En filmant cette quête de la tendresse à une époque où les contacts humains sont corrompus, Fassbinder constate avec amertume que le miracle économique allemand s’est fait au prix des sentiments.

S’il s’inspire des grands mélodrames à la Douglas Sirk (récurrence des plans de fleurs et de miroirs), ce chef-d’oeuvre romanesque est aussi une étude sur les origines quotidiennes de la folie, construite comme un puzzle émotionnel et traversée de flashbacks troublants (le vol des fleurs enfants, la séquence sexuelle avant le mariage) et de deux brefs flash-forward annonçant le drame, irrémédiable.

 

De l'amour et des contraintes : suppositions sur
Je veux seulement que vous m'aimiez"(Robert Fischer, 2010, 1h00)

La chaine WDR a déjà produit Huit heures ne font pas un jour (1972), Le monde sur le fil (1973), Martha (1973) et Peur de la peur (1975) car fassbinder est l'un des rares cinéastes à ne pas dédaigner la télévision

La structure narrative avec ses flash-backs est ici plus difficile à suivre pour un téléspectateur de télévision. Fassbinder traverse alors une grave crise. Nommé directeur du Theater am Turm de Francfort, il met en scène un de ses textes, Les ordures, la ville et la mort et est accusé d'antisémitisme. Il met alors simultanément en chantier Le rôti de Satan (1976) et ce film qu'il sous-titre Un conte sur les contraintes. Il fait jouer dans de petits rôles sa mère (à la poste) et son ex-femme, Ingrid Caven (vendeuse de machine à tricoter). Le tournage s'étend sur 25 jours en 16 mm et son direct. L'axe de camera privilégié est la contre-plongée pour souligner que Peter n'est qu'un enfant.
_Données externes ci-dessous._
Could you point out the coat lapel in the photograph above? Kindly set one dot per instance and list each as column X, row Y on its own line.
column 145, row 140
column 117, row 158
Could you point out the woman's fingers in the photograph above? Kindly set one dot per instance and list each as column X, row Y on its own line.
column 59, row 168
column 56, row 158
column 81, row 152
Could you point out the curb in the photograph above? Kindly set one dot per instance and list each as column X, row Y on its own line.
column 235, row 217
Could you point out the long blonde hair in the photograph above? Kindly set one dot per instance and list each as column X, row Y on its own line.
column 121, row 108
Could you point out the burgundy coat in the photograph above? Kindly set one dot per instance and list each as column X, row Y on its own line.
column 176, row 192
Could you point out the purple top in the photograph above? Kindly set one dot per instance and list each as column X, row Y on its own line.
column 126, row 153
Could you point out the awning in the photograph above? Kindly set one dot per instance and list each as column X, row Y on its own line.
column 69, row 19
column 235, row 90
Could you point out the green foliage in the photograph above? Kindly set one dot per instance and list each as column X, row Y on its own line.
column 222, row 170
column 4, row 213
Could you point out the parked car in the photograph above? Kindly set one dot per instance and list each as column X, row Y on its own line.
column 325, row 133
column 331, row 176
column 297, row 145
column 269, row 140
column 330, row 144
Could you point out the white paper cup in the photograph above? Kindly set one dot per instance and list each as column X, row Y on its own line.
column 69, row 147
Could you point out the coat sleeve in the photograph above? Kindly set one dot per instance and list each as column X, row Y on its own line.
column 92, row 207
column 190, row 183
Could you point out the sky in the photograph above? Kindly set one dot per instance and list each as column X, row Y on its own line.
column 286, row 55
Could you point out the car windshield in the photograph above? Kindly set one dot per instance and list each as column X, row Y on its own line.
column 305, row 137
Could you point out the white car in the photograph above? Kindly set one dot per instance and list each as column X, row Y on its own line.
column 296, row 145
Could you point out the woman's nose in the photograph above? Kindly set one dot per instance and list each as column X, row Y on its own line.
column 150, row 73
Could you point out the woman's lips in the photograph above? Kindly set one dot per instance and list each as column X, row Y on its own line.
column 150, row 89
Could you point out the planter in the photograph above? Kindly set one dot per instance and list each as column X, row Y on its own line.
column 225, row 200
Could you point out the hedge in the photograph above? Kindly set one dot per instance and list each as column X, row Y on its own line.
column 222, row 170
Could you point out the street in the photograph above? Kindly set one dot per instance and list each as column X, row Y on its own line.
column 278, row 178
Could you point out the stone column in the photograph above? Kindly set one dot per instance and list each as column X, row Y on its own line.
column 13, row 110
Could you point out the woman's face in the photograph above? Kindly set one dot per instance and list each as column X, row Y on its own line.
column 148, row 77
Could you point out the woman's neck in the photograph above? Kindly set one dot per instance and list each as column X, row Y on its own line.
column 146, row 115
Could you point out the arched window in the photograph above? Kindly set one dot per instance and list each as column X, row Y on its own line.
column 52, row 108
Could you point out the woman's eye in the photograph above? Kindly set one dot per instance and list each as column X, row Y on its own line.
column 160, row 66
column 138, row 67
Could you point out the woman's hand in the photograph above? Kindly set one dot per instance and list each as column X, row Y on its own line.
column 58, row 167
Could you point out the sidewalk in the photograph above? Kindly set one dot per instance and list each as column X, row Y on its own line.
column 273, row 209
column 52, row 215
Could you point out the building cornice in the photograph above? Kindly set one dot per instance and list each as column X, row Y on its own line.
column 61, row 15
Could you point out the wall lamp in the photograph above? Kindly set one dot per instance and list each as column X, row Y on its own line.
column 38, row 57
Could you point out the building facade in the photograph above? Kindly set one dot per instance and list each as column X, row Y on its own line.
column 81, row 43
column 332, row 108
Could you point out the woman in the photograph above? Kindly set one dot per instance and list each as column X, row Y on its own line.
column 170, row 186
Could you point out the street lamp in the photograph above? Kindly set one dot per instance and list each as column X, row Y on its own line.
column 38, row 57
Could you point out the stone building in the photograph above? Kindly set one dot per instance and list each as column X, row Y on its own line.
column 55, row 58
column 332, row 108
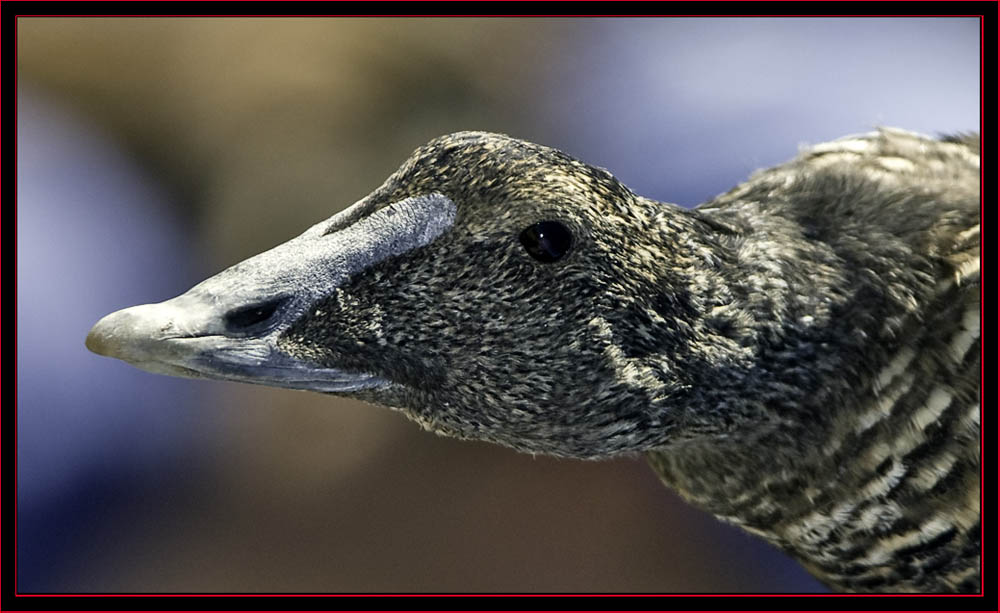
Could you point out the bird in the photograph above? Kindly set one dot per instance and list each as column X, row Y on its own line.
column 799, row 356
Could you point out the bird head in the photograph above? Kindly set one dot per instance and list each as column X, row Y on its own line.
column 491, row 289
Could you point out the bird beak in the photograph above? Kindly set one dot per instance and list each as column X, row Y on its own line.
column 228, row 326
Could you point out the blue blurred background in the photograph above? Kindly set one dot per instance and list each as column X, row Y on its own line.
column 155, row 152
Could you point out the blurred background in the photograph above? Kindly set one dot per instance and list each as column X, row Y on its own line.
column 155, row 152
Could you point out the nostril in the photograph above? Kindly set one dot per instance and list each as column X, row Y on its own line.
column 249, row 318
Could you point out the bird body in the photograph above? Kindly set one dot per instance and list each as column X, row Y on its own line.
column 798, row 356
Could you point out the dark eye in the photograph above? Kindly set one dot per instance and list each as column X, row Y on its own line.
column 547, row 241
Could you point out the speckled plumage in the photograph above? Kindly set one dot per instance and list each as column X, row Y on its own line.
column 799, row 356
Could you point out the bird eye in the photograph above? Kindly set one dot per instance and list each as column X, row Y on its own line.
column 547, row 241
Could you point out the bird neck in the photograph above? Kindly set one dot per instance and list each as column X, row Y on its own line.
column 849, row 447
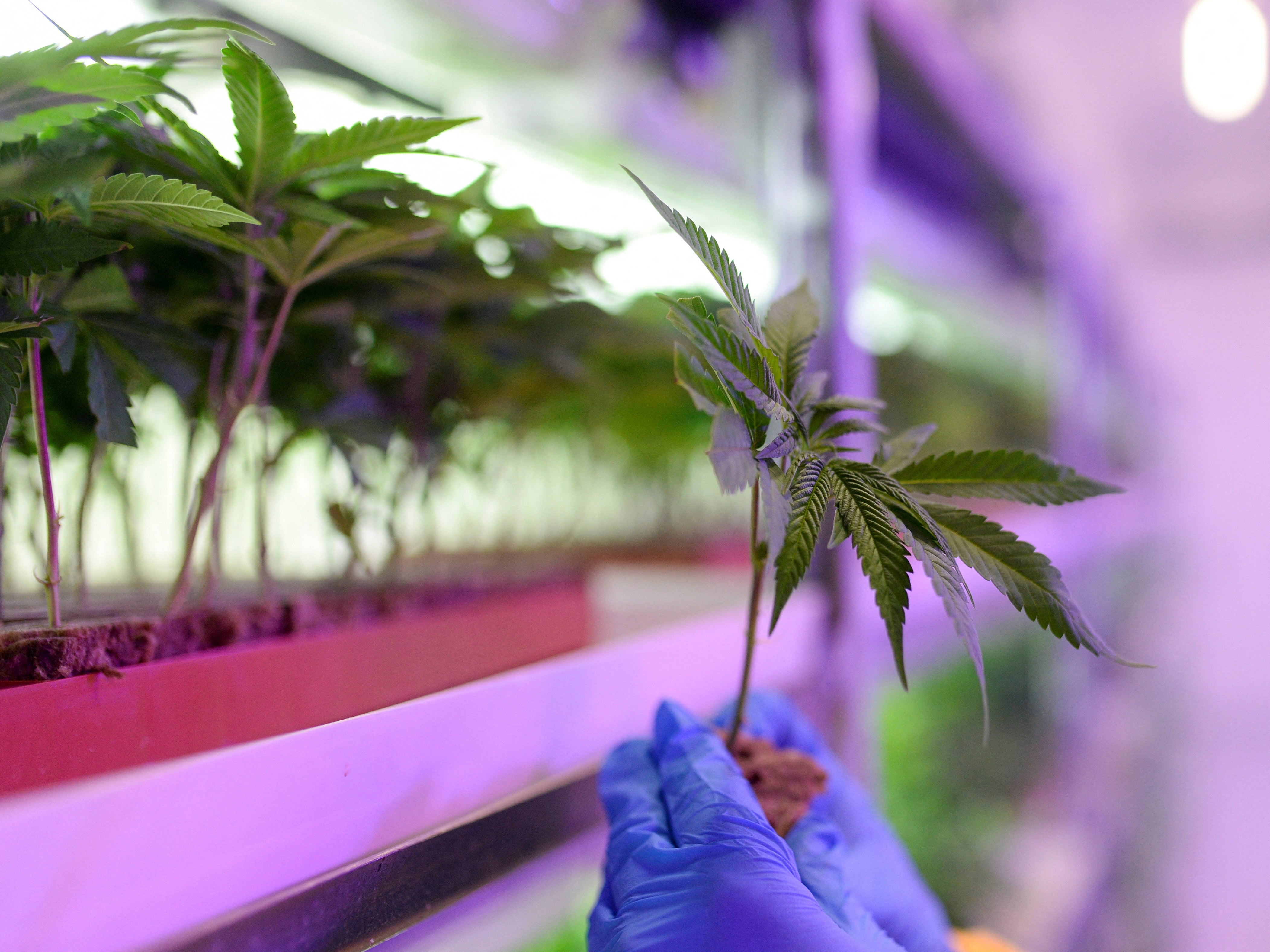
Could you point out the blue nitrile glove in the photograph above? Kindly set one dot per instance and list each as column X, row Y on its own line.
column 694, row 866
column 867, row 860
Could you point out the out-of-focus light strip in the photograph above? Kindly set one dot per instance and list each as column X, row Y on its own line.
column 1225, row 59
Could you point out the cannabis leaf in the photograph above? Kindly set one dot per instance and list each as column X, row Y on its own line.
column 1001, row 474
column 153, row 200
column 108, row 399
column 11, row 379
column 103, row 289
column 731, row 452
column 42, row 247
column 901, row 450
column 1023, row 574
column 713, row 257
column 811, row 493
column 263, row 119
column 362, row 141
column 792, row 325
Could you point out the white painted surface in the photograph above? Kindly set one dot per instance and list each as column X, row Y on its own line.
column 122, row 861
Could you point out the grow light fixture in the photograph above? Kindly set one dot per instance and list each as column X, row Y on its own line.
column 1225, row 59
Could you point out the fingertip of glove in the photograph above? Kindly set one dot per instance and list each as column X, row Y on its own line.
column 672, row 720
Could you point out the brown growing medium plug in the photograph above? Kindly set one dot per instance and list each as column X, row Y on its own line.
column 784, row 781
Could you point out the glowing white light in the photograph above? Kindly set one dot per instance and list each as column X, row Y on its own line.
column 1225, row 59
column 880, row 323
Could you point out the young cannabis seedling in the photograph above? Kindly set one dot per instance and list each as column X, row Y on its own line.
column 55, row 199
column 776, row 433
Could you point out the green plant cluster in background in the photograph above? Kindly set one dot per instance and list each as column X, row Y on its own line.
column 952, row 800
column 351, row 301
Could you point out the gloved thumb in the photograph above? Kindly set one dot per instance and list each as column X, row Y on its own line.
column 821, row 852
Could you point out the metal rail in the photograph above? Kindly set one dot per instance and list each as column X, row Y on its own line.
column 370, row 900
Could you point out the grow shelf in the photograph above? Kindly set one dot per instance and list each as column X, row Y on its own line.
column 144, row 856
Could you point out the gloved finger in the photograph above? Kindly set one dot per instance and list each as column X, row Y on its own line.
column 774, row 718
column 877, row 869
column 708, row 800
column 630, row 789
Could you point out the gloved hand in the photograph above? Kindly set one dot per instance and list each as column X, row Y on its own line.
column 694, row 866
column 855, row 854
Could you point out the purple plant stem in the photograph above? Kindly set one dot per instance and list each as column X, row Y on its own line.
column 228, row 417
column 53, row 579
column 759, row 561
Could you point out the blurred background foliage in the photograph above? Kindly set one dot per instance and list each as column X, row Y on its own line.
column 952, row 799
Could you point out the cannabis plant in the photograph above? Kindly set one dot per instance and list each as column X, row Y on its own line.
column 56, row 210
column 316, row 212
column 779, row 435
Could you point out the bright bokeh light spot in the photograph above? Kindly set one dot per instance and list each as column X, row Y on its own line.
column 1225, row 59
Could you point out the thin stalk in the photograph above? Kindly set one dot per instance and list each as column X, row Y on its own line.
column 262, row 511
column 756, row 589
column 4, row 510
column 228, row 417
column 81, row 518
column 213, row 572
column 53, row 579
column 127, row 511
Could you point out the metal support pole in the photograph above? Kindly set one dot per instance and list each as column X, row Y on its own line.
column 846, row 111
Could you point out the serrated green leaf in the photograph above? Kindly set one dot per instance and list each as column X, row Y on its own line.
column 362, row 141
column 812, row 485
column 712, row 256
column 731, row 357
column 776, row 508
column 703, row 386
column 951, row 587
column 157, row 346
column 901, row 450
column 263, row 119
column 902, row 506
column 162, row 202
column 370, row 245
column 34, row 178
column 845, row 428
column 781, row 445
column 40, row 248
column 822, row 411
column 1001, row 474
column 331, row 188
column 1024, row 576
column 792, row 327
column 323, row 212
column 103, row 289
column 11, row 379
column 74, row 92
column 64, row 334
column 115, row 44
column 731, row 452
column 201, row 155
column 882, row 555
column 108, row 399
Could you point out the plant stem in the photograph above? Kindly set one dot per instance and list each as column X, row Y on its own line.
column 226, row 418
column 53, row 579
column 756, row 589
column 81, row 517
column 4, row 494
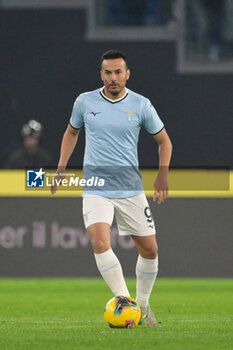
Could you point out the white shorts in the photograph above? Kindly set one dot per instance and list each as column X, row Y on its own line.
column 133, row 215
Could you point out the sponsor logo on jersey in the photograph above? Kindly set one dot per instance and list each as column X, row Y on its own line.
column 130, row 113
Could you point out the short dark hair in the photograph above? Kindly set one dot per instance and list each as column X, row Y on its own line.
column 111, row 55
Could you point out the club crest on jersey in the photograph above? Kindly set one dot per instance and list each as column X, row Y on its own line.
column 94, row 113
column 130, row 113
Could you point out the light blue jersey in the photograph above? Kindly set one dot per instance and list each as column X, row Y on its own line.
column 112, row 131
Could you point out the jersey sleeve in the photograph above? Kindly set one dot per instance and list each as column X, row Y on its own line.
column 76, row 119
column 150, row 119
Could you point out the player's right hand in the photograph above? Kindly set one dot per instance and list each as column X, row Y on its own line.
column 59, row 176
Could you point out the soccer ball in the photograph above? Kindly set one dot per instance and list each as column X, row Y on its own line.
column 122, row 312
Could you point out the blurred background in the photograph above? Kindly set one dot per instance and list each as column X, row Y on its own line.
column 180, row 53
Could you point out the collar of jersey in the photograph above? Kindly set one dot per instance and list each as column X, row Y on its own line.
column 113, row 101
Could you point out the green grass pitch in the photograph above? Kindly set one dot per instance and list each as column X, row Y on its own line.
column 67, row 314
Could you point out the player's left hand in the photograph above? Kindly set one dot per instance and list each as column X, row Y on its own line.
column 161, row 188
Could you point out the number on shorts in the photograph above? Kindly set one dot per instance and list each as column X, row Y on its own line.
column 148, row 214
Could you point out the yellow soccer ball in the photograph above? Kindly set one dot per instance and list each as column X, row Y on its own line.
column 122, row 312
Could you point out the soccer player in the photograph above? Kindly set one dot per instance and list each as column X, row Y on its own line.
column 113, row 116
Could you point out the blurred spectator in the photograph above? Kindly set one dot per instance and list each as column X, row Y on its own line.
column 205, row 20
column 30, row 154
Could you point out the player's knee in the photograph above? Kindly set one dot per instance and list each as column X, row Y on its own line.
column 152, row 252
column 99, row 246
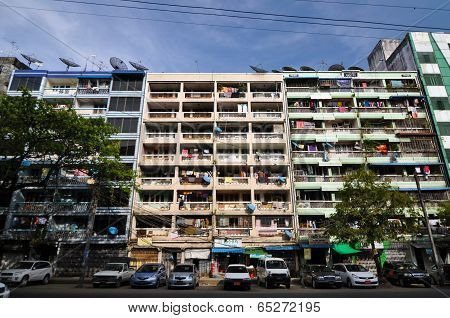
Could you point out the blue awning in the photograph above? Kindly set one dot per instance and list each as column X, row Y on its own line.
column 306, row 245
column 234, row 250
column 423, row 189
column 282, row 248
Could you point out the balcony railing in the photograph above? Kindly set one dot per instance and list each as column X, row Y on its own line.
column 163, row 95
column 93, row 91
column 52, row 208
column 233, row 180
column 232, row 206
column 267, row 115
column 198, row 95
column 166, row 181
column 198, row 115
column 266, row 95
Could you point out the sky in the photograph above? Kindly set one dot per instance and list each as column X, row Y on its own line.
column 181, row 47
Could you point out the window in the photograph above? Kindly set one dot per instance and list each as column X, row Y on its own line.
column 441, row 103
column 426, row 57
column 433, row 80
column 29, row 83
column 127, row 83
column 125, row 104
column 124, row 125
column 127, row 147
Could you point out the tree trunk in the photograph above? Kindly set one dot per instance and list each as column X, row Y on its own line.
column 90, row 229
column 376, row 258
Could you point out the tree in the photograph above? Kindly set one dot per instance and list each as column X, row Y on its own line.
column 444, row 213
column 370, row 211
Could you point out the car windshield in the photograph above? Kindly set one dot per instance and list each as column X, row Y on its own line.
column 407, row 266
column 148, row 268
column 23, row 265
column 183, row 269
column 320, row 268
column 114, row 267
column 356, row 268
column 275, row 265
column 237, row 269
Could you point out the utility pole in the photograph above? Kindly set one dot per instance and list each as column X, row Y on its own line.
column 430, row 234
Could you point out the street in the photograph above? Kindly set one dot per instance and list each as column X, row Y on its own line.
column 71, row 291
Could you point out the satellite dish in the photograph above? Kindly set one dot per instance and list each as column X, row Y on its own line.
column 138, row 66
column 32, row 60
column 355, row 68
column 69, row 63
column 307, row 69
column 118, row 64
column 288, row 69
column 257, row 69
column 336, row 67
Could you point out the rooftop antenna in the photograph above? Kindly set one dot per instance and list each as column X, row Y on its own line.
column 69, row 63
column 118, row 64
column 33, row 60
column 138, row 66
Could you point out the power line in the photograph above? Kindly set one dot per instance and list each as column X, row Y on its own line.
column 382, row 5
column 252, row 17
column 279, row 15
column 195, row 23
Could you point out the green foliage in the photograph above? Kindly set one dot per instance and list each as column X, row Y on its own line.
column 35, row 131
column 444, row 213
column 368, row 209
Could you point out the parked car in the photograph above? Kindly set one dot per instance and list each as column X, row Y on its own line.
column 237, row 275
column 435, row 276
column 27, row 271
column 405, row 274
column 184, row 275
column 320, row 275
column 273, row 272
column 113, row 274
column 355, row 275
column 4, row 291
column 149, row 275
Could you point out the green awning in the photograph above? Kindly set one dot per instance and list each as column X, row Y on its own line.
column 344, row 249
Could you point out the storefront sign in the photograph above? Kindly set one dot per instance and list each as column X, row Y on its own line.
column 307, row 254
column 227, row 243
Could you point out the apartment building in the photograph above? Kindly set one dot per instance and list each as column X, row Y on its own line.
column 428, row 54
column 339, row 121
column 214, row 169
column 116, row 96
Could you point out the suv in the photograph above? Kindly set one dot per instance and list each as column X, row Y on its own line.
column 273, row 272
column 27, row 271
column 405, row 274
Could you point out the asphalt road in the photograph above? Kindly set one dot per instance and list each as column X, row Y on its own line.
column 72, row 291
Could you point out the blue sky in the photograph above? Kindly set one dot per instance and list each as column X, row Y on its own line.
column 171, row 47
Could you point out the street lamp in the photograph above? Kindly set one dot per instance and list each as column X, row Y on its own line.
column 430, row 234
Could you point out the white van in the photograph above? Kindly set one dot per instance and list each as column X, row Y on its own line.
column 273, row 272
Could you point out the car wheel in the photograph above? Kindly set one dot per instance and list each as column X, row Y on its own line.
column 24, row 281
column 349, row 283
column 46, row 279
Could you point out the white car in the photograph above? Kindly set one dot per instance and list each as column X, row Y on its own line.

Demande en mariage dans la boue d'une carrière et travelling sur le pont en légère descente sont des décisions de Fassbinder. Peter est enfermé, il disparaît derrière le pont comme il est souvent emprisonnés dans un cadre (pieds de chaises, métro, miroirs, œilleton de la porte) L'ombre des stores préfigure les futurs barreaux de prison. Cette diversité de cadres dans le cadre évite que l'enferment soit ressenti comme artificiel. Forte dimension autobiographique du film car Fassbinder a souffert du fait que lorsqu'on s'attend à recevoir de l'amour, on est souvent puni.

Le père de Peter, patron de café, a son double dans un autre patron de café. Peter n'a pas le courage de tuer son père. ne plsu se souvenir du numéro de téléphone est un acte manqué. Mais c'est bien un parricide qu'il commert même s'il tue un double. Lui même a recourt à un tiers (symbole du lien brisé), le jeune homme qui entre dans le café, auquel il s'identifie pour accumuler la charge meurtrière. Dans un plan précédant, c'est sa mère qui se tient à l'arrière-plan et non la femme du patron. Les mots qu'il prononce "mère, mère" ne sont pas une marque d'affection mais le signe d'un désarroi infini. C'est le syndrome de Biberkopf (Berlin Alexanderplatz, 1980) : l'amour cause la perte des hommes, les mène en enfer.